Jamie Demetriou: known for his role as Bus Rodent in everybody’s favourite Fleabag (yes, I have just re-watched it for the fourth time), and the BAFTA-winning Steth Lets Flats, written and starring Demetriou himself. Although I’ve never seen the latter, with this track record, it’s safe to say I was feeling optimistic going into his latest production, A Whole Lifetime with Jamie Demetriou, which came out at the end of February on Netflix. 

As you can probably guess from the title, the 52-minute comedy special follows a human’s life cycle, from inside the womb (yep, you heard that right), to the after life, with Demetriou occupying a series of different personas throughout. It’s split up into three acts: Youth, Adulthood and Golden Years, with the odd visit back to the womb in between.

whether you can actually call it a comedy remains to be seen

It all starts off a bit metaphysical. At first the frame is completely black, then we get closer and closer to Demetriou as a disturbing, long-fingered foetus in the womb. Accompanying the visual track is a singing narrator who tells the audience that we’re about to delve into ‘a journey through different lives.’ 
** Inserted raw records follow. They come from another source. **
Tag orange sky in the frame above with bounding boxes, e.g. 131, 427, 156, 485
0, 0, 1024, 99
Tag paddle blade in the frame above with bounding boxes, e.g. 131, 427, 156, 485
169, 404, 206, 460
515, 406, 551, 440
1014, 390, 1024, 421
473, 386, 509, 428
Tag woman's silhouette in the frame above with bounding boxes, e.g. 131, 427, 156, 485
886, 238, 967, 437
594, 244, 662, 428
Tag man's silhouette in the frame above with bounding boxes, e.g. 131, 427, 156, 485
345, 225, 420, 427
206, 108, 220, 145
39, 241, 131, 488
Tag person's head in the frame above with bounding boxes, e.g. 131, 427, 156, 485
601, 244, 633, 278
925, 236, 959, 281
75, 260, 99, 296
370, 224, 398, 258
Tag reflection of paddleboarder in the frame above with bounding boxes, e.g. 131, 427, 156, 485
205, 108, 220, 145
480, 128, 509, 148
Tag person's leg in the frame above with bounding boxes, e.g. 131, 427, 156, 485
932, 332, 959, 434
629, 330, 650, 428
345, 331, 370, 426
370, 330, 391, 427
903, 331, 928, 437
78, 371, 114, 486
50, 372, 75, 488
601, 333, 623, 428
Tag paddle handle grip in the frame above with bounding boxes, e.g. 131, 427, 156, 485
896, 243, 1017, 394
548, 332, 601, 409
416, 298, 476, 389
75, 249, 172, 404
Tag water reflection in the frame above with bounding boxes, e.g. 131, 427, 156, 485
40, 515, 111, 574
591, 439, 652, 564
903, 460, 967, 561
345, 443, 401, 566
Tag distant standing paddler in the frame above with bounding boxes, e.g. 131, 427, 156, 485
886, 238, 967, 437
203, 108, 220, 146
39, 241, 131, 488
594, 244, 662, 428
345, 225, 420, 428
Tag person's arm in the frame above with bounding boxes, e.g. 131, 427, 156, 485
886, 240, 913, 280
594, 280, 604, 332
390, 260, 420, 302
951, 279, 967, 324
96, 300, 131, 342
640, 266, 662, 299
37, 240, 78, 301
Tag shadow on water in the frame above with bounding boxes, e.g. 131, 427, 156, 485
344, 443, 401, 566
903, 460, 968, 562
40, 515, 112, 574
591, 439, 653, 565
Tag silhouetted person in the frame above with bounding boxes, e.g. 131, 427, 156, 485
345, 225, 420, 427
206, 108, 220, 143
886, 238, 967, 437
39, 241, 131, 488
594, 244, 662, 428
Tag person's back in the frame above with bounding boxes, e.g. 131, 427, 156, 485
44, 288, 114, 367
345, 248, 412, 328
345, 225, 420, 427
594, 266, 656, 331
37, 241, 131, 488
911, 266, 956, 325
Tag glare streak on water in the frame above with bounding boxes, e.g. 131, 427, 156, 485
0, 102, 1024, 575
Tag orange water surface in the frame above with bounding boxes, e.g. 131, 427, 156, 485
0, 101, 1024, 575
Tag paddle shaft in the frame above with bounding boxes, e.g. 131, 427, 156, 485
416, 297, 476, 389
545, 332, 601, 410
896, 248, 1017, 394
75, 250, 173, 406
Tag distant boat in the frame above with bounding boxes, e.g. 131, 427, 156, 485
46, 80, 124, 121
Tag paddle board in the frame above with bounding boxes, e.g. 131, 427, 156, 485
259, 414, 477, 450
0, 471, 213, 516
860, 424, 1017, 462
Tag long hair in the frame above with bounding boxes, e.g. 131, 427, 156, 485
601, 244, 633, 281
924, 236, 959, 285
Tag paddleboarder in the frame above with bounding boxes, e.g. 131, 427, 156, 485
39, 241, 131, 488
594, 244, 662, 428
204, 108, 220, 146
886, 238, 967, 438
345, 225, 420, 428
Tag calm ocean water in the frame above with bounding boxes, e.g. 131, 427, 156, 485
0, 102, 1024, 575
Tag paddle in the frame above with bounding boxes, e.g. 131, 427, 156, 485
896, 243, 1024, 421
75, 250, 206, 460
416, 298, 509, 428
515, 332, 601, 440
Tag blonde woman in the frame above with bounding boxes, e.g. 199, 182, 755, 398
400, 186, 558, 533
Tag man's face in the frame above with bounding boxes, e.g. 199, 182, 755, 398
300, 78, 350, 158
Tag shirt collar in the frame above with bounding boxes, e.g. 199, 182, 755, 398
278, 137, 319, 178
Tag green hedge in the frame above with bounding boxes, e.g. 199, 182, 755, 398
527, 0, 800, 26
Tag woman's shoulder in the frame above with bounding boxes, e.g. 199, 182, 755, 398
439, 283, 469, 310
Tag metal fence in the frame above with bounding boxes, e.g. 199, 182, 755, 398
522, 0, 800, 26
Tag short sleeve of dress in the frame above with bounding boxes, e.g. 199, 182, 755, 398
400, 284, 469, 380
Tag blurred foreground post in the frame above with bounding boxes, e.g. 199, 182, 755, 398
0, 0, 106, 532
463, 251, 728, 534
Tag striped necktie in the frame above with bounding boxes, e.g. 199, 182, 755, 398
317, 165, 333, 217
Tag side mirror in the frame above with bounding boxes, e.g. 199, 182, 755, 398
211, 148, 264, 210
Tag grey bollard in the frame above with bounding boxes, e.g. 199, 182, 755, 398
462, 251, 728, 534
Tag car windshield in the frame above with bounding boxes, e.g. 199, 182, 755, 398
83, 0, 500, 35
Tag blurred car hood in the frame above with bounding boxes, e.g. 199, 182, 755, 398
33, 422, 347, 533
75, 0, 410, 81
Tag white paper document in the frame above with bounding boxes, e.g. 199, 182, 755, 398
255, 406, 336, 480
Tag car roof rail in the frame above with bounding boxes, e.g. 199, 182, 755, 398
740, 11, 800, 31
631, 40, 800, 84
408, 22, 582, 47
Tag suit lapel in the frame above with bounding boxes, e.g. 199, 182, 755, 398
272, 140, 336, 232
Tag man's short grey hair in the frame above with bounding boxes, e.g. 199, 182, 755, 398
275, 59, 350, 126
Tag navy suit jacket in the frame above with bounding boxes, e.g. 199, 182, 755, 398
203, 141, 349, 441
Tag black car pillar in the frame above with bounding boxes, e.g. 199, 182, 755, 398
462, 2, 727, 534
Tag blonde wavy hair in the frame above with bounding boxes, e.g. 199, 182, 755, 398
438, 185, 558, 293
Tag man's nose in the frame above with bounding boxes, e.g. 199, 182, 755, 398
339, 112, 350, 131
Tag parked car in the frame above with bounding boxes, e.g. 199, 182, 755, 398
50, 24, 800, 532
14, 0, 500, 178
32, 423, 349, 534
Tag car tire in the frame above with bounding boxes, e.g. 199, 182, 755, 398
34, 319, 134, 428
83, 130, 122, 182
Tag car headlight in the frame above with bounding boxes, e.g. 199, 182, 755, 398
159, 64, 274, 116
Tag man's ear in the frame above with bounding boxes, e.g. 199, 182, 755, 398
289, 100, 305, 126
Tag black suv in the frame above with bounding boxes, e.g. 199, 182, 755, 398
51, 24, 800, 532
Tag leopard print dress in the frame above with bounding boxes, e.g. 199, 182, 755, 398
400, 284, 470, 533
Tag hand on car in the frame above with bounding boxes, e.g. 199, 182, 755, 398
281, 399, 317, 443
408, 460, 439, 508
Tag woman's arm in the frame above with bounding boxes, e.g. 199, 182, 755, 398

There are two parts of the show in particular that are objectively funny. The first sees Demetriou as a Scottish contestant on a Love Island-esque reality series. Given a fake tan and drawn-on hairline, he enters Kiss Villa and expertly parodies all the best bits of reality TV: the generically attractive contestants, the over-edited zoom ins onto their faces when something dramatic happens, and the shock when the big twist is revealed… that only two of the participants are actually attractive.

And then I’m afraid you have to wait until minute 43 before what is undeniably the best bit of the whole Netflix special. With his final persona, make up and prosthetics distort him so that he resembles an old man, which, paired with a fake body probably half the size of his real one, make him unrecognisable. In this section, Demetriou is ungracefully told he has two minutes left to live by a doctor who wants to do nothing but the bear minimum, so he lies there limply waiting to die. 

His tangible body is then visited by the ghost of the man he was, Demetriou floating in to sing over his dead self, before he’s abruptly interrupted by a nurse undignifiedly chucking the body onto a table, and then into a bin since ‘the morgue’s a bit of a trek from here, innit.’ 

Don’t get me wrong, there are funny parts to this production, but whether you can actually call it a comedy remains to be seen – let’s just say my face remained unmoved for the majority of the 52 minutes. While it’s a nice idea to get a glimpse of different characters at different life stages, most of them were too niche to recognise in your own life, so it just felt more bizarre than funny, and left me with more questions than answers.